The nude in painting is as nauseous as adultery in literature.
To explain this last article: There is nothing immoral in our eyes, it is the monotony of nudity that we fight against. Painters possessed of the desire to display on canvas the bodies of the women with whom they are in love have transformed picture exhibitions into galleries of portraits of disreputables. We demand for the next ten years the absolute suppression of the nude in painting.
The first exhibition of Futurist paintings in London was at the Sackville Gallery in March, 1912.
The painters printed by way of preface to the little catalogue a statement of their beliefs and aims. From this statement the following paragraphs are taken:
“We are young and our art is violently revolutionary.”

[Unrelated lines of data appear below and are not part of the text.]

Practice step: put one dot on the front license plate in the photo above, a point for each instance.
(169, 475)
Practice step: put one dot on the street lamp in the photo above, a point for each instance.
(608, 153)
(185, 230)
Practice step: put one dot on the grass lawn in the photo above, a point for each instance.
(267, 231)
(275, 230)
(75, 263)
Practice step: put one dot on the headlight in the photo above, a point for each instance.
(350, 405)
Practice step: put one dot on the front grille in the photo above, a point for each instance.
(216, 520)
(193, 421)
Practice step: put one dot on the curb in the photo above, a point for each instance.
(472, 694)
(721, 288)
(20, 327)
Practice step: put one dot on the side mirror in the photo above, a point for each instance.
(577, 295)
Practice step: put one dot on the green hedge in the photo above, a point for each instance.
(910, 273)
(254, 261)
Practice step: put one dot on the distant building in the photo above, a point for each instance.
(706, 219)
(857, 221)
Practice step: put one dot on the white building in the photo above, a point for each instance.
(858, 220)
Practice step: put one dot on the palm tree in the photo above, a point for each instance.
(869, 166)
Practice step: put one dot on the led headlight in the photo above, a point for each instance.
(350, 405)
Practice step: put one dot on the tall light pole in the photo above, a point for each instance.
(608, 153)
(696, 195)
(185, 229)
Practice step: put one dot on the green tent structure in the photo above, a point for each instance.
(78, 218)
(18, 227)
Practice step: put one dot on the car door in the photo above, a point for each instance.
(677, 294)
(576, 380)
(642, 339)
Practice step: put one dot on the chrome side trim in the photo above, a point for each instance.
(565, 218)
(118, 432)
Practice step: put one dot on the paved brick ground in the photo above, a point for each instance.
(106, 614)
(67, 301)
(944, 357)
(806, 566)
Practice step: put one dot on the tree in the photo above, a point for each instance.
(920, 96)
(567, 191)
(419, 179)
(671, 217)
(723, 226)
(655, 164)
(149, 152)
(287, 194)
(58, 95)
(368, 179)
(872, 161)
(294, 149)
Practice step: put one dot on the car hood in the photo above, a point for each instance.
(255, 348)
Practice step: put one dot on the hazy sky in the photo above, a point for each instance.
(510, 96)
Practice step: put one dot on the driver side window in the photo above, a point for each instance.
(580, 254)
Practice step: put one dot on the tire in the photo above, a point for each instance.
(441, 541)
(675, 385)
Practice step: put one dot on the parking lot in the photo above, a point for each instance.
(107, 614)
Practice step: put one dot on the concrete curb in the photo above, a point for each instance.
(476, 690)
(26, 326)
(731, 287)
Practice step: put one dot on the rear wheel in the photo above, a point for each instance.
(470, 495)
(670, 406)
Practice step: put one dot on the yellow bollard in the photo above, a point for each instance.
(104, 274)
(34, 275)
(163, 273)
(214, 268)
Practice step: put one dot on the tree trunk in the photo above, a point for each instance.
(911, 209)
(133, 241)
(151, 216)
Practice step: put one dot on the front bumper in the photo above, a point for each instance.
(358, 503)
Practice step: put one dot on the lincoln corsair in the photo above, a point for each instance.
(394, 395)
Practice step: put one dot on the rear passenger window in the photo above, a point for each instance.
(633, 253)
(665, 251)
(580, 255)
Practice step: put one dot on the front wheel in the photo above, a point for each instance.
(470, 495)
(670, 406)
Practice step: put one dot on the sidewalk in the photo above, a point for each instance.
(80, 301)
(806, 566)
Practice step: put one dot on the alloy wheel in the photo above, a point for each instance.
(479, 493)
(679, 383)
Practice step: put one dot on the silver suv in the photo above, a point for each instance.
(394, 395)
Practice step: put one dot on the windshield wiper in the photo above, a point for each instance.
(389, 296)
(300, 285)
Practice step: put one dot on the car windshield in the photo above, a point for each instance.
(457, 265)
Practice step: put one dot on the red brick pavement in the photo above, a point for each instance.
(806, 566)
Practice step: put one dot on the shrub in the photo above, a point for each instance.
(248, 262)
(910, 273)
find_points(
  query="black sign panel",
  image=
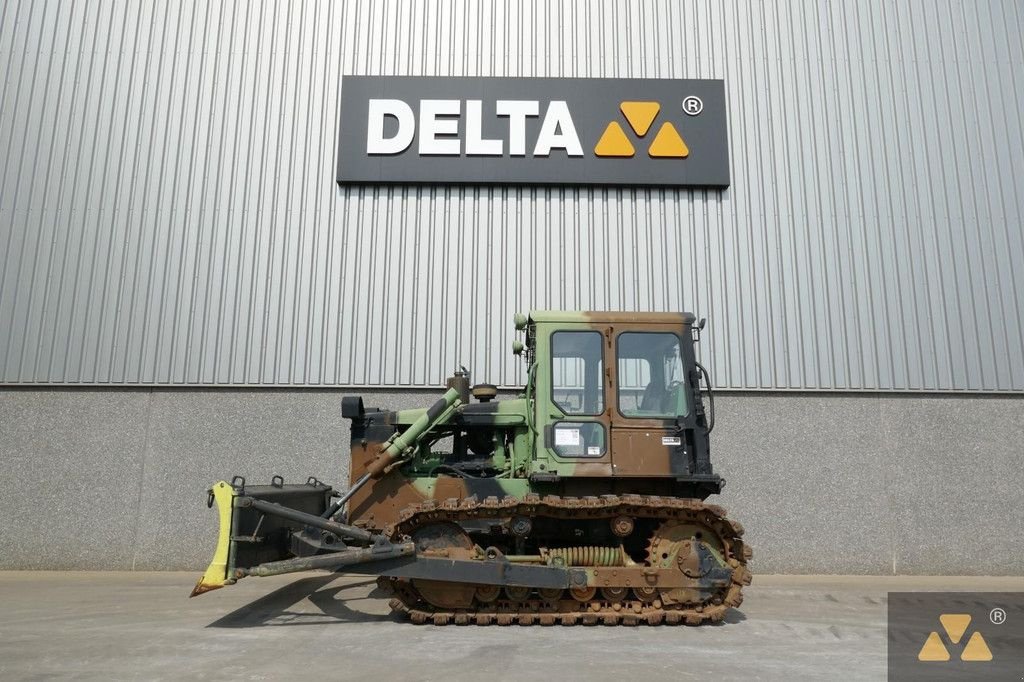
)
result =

Speaking of the Cubists and Post-Impressionists generally:
“While we admire the heroism of these painters of great worth, who have displayed a laudable contempt for artistic commercialism and a powerful hatred of academism, we feel ourselves and we declare ourselves to be absolutely opposed to their art.
“They obstinately continue to paint objects motionless, frozen, and all the static aspects of nature; they worship the traditionalism of Poussin, of Ingres, of Corot, ageing and petrifying their art with an obstinate attachment to the past, which to our eyes remains totally incomprehensible.
“We, on the contrary, with points of view pertaining essentially to the future, seek for a style of motion, a thing which has never been attempted before us.